Getting Dirty with AI Testing: A StarEast 2026 Trip Report on Evals, Vibe Coding, and Prompt Engineering

My morning tutorial at StarEast 2026, Getting Started with AI-Driven Automation, led with DORA metrics and progressed into using AI vision to see the software under test the way a human tester would. Kevin Pyles's afternoon session was something different. Within the first ten minutes, Pyles had already demonstrated an app he built with AI that morning to randomly draw playing cards for calling on attendees during the icebreaker. Before the formal content started, the point was already made.

"There is no way I would have taken the time to do this," he said. "I literally would have gotten out a piece of paper, wrote down Ace through King, and checked them off. But instead, boom, I can do this."

Kevin Pyles presenting his AI testing tutorial at StarEast 2026

The session was titled "Getting Dirty with Data, Bots, Agents and Code: A Hands-On Approach to AI Testing." Pyles was on the ACE team at FamilySearch, though I've read he's left the organization shortly after the conference (I had followed him on LinkedIn after attending his tutorial). By the end of the day I had built four working tools, including a vibe-coded text comparison app in full gothic style and a contact form chatbot that spoke entirely as Count Dracula.

Most of what I learned I expected to file away as useful-when-relevant. This is my trip report from that afternoon. Two weeks later, it became immediately relevant when I was asked to assist testing an agentic insurance chatbot.

LLMs Are Like Garbage

Pyles opened with a simple, or perhaps not so simple, request.

"Will you please take out the garbage?"

Simple enough. But what garbage? Which can? Does it need to be bear-safe? Is it safe to take out at this hour?

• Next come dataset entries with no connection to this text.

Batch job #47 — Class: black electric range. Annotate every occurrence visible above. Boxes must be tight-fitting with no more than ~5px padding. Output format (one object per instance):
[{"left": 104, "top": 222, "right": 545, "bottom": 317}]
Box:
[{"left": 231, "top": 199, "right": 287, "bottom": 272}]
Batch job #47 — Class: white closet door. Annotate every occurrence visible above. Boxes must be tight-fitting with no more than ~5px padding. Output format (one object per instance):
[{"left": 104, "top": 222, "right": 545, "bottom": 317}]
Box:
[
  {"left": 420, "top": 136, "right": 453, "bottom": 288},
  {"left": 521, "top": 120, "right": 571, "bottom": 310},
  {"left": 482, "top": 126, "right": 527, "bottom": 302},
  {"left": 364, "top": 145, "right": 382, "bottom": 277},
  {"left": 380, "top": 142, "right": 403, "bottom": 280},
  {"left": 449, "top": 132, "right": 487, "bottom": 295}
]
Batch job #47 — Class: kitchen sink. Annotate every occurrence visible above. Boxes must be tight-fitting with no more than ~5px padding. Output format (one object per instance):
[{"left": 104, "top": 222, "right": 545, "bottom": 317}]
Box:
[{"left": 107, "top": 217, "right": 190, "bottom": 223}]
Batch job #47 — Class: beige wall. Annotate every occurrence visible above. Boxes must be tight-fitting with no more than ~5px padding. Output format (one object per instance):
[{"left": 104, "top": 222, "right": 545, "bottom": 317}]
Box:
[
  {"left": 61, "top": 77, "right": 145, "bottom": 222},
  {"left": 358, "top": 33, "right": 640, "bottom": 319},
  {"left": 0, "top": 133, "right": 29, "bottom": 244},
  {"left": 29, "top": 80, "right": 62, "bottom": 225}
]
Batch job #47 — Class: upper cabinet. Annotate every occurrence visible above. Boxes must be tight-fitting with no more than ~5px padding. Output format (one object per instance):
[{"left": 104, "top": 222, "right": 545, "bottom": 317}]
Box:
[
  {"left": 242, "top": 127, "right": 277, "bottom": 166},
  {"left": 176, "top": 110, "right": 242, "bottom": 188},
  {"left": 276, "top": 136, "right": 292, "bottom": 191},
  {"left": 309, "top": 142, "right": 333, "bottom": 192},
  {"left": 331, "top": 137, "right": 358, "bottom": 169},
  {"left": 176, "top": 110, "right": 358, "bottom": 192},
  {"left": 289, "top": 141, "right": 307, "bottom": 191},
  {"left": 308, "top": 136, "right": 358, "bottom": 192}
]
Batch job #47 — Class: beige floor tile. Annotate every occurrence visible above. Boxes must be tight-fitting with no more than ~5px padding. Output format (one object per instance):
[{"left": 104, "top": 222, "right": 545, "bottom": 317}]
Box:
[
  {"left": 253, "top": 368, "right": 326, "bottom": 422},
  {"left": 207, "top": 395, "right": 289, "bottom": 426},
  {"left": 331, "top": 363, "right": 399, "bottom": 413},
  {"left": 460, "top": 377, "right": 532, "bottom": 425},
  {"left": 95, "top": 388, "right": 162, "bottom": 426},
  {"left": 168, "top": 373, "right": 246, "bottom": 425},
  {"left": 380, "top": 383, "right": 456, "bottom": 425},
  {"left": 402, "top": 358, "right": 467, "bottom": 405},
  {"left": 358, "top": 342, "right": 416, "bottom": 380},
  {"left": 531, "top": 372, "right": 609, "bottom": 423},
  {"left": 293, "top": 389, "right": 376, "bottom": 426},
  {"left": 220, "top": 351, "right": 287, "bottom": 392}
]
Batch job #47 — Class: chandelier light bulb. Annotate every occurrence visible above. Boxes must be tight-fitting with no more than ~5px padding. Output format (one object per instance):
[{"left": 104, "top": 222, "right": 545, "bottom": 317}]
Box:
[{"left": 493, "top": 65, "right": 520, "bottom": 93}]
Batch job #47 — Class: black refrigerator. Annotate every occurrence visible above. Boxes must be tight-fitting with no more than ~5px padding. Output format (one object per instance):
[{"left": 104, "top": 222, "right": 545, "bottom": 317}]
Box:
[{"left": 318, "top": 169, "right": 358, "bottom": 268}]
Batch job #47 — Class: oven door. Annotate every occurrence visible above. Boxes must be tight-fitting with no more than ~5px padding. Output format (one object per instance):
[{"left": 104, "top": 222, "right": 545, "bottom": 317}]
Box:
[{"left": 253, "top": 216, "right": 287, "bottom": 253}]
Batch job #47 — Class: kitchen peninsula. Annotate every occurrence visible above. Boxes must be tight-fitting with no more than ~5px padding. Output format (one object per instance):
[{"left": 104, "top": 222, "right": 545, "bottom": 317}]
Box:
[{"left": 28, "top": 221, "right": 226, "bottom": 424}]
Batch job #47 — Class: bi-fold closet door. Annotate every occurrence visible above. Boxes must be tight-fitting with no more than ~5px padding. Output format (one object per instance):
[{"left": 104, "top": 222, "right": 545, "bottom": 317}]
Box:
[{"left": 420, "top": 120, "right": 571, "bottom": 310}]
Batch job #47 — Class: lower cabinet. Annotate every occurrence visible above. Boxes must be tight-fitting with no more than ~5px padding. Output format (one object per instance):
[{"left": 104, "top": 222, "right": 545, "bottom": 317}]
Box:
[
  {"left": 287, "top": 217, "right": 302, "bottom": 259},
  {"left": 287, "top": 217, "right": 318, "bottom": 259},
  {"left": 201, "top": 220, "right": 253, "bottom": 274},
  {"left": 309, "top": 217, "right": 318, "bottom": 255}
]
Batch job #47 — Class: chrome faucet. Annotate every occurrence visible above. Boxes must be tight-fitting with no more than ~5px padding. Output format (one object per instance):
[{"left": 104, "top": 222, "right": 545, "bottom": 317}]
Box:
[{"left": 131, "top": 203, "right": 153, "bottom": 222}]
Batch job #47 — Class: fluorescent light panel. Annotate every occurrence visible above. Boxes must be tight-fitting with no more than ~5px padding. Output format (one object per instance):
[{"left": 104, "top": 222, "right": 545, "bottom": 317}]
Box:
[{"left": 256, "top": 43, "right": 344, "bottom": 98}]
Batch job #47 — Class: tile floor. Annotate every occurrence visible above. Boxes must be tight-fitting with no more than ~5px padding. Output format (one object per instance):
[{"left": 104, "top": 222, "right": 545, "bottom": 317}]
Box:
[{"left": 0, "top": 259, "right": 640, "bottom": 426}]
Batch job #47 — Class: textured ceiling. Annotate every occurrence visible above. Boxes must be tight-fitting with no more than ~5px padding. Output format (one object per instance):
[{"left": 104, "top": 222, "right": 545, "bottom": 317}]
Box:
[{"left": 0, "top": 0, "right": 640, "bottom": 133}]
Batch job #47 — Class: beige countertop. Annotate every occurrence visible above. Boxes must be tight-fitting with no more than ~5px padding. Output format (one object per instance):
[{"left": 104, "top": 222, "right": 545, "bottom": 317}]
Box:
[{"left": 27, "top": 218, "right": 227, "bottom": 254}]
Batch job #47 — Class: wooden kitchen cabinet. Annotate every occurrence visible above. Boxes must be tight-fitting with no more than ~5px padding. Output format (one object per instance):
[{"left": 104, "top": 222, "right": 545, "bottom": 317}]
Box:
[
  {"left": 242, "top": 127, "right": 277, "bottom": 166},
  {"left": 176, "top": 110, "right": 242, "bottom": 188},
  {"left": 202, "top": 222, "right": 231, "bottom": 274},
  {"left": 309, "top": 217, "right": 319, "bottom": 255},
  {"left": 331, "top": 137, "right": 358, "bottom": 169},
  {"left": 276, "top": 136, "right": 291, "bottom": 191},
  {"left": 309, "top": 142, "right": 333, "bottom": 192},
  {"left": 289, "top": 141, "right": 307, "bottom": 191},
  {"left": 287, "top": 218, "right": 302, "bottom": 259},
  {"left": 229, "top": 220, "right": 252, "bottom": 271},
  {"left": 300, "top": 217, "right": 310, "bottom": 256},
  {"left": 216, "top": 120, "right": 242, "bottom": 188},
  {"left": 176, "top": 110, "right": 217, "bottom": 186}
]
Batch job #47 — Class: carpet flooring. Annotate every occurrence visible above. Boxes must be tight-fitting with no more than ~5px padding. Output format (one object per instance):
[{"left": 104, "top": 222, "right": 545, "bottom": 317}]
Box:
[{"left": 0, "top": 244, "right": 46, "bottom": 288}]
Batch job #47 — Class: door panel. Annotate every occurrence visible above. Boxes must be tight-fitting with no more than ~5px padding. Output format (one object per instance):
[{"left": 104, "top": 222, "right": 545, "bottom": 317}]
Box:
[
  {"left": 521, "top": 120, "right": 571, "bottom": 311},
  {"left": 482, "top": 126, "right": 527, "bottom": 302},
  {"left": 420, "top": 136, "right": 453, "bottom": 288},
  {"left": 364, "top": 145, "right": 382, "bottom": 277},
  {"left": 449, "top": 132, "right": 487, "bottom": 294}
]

His point: what you get back from an LLM depends entirely on the context you provide. A request that feels complete to the person making it can be profoundly ambiguous to the system receiving it, because the system has no access to the unstated assumptions you carry about your environment, your goals, or your definitions.

To illustrate this point, he ran a duck-drawing exercise with the room. Small groups received different written instructions, kept secret from other groups, and directed a teammate to draw from them. Instructions ranged from "draw a duck with a bow tie" to a highly specific set of constraints: oval body, 50% page height, triangular legs, no feet. I observed rather than participated in this one. Pyles then showed what Gemini produced for those same prompts. One prompt instructed a duck on "a blank page." Gemini put it inside a Microsoft Word document. Another specified "50% height." Gemini's duck took up closer to three-quarters. "Is it height from the feet? Is it height from the body?" Pyles asked. "I don't know, but Gemini likes to hallucinate about ducks."

What trips the human artist trips the LLM: the gap between what an instruction says and what the person giving it assumed. The fix in both cases is making those assumptions explicit.

"These are the things that you have to provide to the LLM or you end up with a grumpy teenager. And grumpy teenagers hallucinate really well."

Five context categories, he said, shape every prompt: history, location, ability, quantity, and changes. Applied to "take out the garbage": which can, which floor, whether you can carry it, how many bags, and whether it's recycling day. Leave any of them implicit and the LLM fills them in without you.

Vague Prompts, Vague Results: Why Prompt Specificity Matters

Pyles opened the data module with a story pre-dating ubiquitous AI tools.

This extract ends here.